Bug 1417729

Summary: Cassandra error starting up due to "mutation checksum failure" on a commit log
Product: OpenShift Container Platform Reporter: Eric Jones <erjones>
Component: HawkularAssignee: Matt Wringe <mwringe>
Status: CLOSED DUPLICATE QA Contact: Peng Li <penli>
Severity: unspecified Docs Contact:
Priority: unspecified    
Version: 3.2.1CC: aos-bugs
Target Milestone: ---   
Target Release: ---   
Hardware: Unspecified   
OS: Unspecified   
Whiteboard:
Fixed In Version: Doc Type: If docs needed, set a value
Doc Text:
Story Points: ---
Clone Of: Environment:
Last Closed: 2017-01-30 23:03:05 UTC Type: Bug
Regression: --- Mount Type: ---
Documentation: --- CRM:
Verified Versions: Category: ---
oVirt Team: --- RHEL 7.3 requirements from Atomic Host:
Cloudforms Team: --- Target Upstream Version:
Embargoed:

Description Eric Jones 2017-01-30 19:07:32 UTC
Description of problem:
Customer had been running metrics for ~5-6 months and then suddenly metrics were no longer available.

After looking into the logs they saw the following message:

ERROR <TIME> Exiting due to error while processing commit log during
initialization.
org.apache.cassandra.db.commitlog.CommitLogReplayer$CommitLogReplayException:
Mutation checksum failure at 27357160 in CommitLog-5-1484574169950.log

After deleting this commitlog (they have saved it and I will provide it in another update) cassandra was able to start up normally and metrics started back up properly.

Version-Release number of selected component (if applicable):
metrics-cassandra:3.2.1
openshift v3.2.1.13-1-gc2a90e1
kubernetes v1.2.0-36-g4a3f9c5
etcd 2.2.5

Comment 2 Matt Wringe 2017-01-30 23:03:05 UTC
This is a duplicate of https://bugzilla.redhat.com/show_bug.cgi?id=1385427

This issue is already resolved in 3.2.1, but it requires that the templates are updated, which would occur during a new metrics install.

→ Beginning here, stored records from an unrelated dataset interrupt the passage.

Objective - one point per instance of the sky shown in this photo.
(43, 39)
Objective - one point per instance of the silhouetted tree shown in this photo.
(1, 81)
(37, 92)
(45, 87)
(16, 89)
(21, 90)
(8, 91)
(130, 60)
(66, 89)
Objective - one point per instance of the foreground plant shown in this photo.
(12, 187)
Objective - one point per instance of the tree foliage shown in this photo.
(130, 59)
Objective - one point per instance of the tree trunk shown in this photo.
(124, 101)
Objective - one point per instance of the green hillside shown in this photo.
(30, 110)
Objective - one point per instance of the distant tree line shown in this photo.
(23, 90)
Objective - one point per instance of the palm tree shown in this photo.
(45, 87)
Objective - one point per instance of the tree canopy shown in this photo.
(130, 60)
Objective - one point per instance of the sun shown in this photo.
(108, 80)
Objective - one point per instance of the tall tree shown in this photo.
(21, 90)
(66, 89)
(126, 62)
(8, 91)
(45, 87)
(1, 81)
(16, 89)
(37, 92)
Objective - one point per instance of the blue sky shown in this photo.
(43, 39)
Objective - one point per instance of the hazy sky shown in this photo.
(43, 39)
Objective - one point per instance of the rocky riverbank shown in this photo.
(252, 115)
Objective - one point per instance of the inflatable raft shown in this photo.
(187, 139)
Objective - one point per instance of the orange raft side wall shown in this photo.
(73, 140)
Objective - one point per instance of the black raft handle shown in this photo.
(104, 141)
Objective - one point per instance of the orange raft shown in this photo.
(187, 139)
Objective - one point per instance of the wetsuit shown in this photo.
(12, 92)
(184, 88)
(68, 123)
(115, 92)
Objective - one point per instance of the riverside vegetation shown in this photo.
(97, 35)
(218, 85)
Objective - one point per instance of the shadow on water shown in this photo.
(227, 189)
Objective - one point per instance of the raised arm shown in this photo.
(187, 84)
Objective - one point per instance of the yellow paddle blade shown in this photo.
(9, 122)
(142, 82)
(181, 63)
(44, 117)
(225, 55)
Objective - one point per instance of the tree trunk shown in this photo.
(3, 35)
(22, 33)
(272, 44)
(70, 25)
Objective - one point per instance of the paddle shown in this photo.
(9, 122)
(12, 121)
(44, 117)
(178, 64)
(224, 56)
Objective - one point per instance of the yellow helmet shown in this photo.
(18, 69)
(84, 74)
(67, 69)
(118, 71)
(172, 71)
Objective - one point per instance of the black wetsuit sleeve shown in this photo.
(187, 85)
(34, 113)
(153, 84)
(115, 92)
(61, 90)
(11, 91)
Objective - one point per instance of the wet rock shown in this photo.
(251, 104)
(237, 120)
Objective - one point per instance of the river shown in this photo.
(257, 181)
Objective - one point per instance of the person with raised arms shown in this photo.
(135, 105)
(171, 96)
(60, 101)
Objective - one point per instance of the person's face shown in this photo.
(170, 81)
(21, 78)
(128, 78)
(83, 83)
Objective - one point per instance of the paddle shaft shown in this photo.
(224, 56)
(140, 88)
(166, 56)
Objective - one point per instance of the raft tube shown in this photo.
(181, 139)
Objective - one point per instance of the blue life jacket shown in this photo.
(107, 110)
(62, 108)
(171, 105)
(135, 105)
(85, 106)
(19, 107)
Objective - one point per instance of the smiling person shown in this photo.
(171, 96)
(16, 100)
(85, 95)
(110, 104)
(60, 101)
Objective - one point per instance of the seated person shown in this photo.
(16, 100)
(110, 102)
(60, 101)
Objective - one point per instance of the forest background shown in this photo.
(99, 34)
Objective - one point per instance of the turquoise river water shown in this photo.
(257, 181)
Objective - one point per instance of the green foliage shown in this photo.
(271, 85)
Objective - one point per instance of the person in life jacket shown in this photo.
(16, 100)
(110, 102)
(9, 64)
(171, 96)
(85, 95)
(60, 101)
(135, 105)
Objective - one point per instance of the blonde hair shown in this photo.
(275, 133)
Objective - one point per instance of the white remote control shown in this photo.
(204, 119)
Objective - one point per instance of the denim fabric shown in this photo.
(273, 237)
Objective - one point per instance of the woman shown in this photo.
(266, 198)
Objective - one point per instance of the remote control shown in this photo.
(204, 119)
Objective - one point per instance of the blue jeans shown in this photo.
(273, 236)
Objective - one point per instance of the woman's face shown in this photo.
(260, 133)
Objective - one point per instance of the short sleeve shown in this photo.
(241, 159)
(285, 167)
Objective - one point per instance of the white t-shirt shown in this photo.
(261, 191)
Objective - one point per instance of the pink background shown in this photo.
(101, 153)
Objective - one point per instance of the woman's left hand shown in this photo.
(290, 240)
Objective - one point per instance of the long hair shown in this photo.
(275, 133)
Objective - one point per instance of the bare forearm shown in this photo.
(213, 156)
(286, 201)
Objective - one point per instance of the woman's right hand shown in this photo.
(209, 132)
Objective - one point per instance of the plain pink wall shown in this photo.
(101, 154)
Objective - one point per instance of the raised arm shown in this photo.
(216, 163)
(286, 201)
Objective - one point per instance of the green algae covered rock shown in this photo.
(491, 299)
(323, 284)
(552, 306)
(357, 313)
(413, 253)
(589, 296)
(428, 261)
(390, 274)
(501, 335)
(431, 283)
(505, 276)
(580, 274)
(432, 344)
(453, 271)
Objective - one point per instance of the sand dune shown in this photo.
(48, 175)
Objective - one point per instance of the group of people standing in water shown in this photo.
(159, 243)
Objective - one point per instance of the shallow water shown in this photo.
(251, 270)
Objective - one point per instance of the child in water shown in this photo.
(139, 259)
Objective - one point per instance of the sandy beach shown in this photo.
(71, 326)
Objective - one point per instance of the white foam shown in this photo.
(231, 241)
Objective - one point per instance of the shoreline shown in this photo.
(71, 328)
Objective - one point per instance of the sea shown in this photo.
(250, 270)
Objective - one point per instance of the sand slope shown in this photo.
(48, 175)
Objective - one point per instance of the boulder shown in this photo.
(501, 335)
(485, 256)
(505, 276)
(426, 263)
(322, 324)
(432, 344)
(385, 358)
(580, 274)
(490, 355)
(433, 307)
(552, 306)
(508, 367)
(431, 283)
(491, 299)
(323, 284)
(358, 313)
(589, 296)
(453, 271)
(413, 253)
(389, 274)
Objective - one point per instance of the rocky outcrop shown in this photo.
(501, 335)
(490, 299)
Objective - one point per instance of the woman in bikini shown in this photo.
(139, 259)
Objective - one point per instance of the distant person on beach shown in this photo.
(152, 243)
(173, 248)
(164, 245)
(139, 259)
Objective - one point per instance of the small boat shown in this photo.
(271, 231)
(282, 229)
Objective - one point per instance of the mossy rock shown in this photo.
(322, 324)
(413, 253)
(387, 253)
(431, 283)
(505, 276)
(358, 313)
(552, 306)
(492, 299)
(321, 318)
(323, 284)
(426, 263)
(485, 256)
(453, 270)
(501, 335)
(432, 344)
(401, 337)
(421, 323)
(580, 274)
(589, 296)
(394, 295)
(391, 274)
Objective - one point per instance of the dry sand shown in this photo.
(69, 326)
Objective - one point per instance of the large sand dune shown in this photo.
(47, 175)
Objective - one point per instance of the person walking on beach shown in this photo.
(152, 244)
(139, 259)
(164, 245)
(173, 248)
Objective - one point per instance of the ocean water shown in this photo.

You can either deploy metrics again which will update the Cassandra template to fix this, or manually run the following command to give Cassandra more time to process its commit files when its being shut down:

$ oc patch rc hawkular-cassandra-1 -p '{"spec":{"template":{"spec":{"terminationGracePeriodSeconds":"1800"}}}}'

If you wish to skip over the commit log failures in the future, you can also run the following command:

oc patch rc hawkular-cassandra-1 -p '{"spec":{"template":{"spec":{"containers":[{"name":"hawkular-cassandra-1", "env": [{"name": "JVM_OPTS", "value":"-Dcassandra.commitlog.ignorereplayerrors=true"}]}]}}}}'

*** This bug has been marked as a duplicate of bug 1385427 ***